Goals and plans in decision making
For years, Dave Krantz has been telling me about his goal-based model of decision analysis. It’s always made much more sense to me than the usual framework of decision trees and utility theory (which, I agree with Dave, is not salvaged by bandaids such as nonlinear utilities and prospect theory). But, much as I love Dave’s theory, or proto-theory, I always get confused when I try to explain it to others (or to myself): "it’s, uh, something about defining decisions based on goals, rather than starting with the decision options, uh, …." So I was thrilled to find that Dave and Howard Kunreuther just published an article describing the theory. Here’s the abstract:
We propose a constructed-choice model for general decision making. The model departs from utility theory and prospect theory in its treatment of multiple goals and it suggests several different ways in which context can affect choice.
It is particularly instructive to apply this model to protective decisions, which are often puzzling. Among other anomalies, people insure against non-catastrophic events, underinsure against catastrophic risks, and allow extraneous factors to influence insurance purchases and other protective decisions. Neither expected-utility theory nor prospect theory can explain these anomalies satisfactorily. To apply this model to the above anomalies, we consider many different insurance-related goals, organized in a taxonomy, and we consider the effects of context on goals, resources, plans and decision rules.
The paper concludes by suggesting some prescriptions for improving individual decision making with respect to protective measures.
Going to their paper, Table 1 shows the classical decision-analysis framework, and Table 2 shows the new model, which I agree is better. I want to try to apply it to our problem of digging low-arsenic wells for drinking water in Bangladesh.
Is vs. should
I have a couple of qualms about Dave’s approach, though, which involve distinguishing between descriptive and normative concerns. This comes up in all models of decision making: on one hand, you can’t tell people what to do (at best, you can point out inconsistencies in their decisions or preferences), but on the other hand these theories are supposed to provide guidance, not just descriptions of our flawed processes.
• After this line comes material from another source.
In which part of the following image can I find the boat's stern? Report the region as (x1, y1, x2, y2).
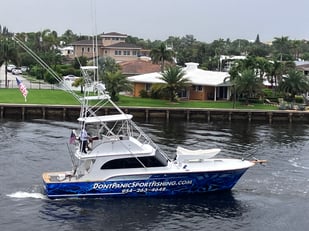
(42, 171, 75, 198)
(42, 171, 74, 183)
Anyway, I’m not so thrilled with goals such as in Krantz and Kunreuther’s Table 5, of "avoid regretting a modest loss." The whole business of including "regret" in a decision model has always seemed to me to be too clever by half. Especially given all the recent research on the difficulties of anticipating future regret. I’d rather focus on more stably-measurable outcomes.
Also, Figure 4 is a bit scary to me. All those words in different sizes! It looks like one of those "outsider art" things:
In all seriousness, though, I think this paper is great. The only model of decision making I’ve seen that has the potential to make sense.
Need a better name
But I wish they wouldn’t call their model "Aristotelian." As a former physics student, I don’t have much respect for Aristotle, who seems to have gotten just about everything wrong. Can’t they come up with a Galilean model?
Relevance for "overcoming bias"
Dave’s work relates to "overcoming bias" because I think the classical decisions/utilities/outcomes model of decision making has serious problems (well-known problems such as decision-makers limiting their search of actions to what was already considered in the model, and downweighting the probability of unforeseen outcomes), to the extent that this model is itself introducing bias into our decisions.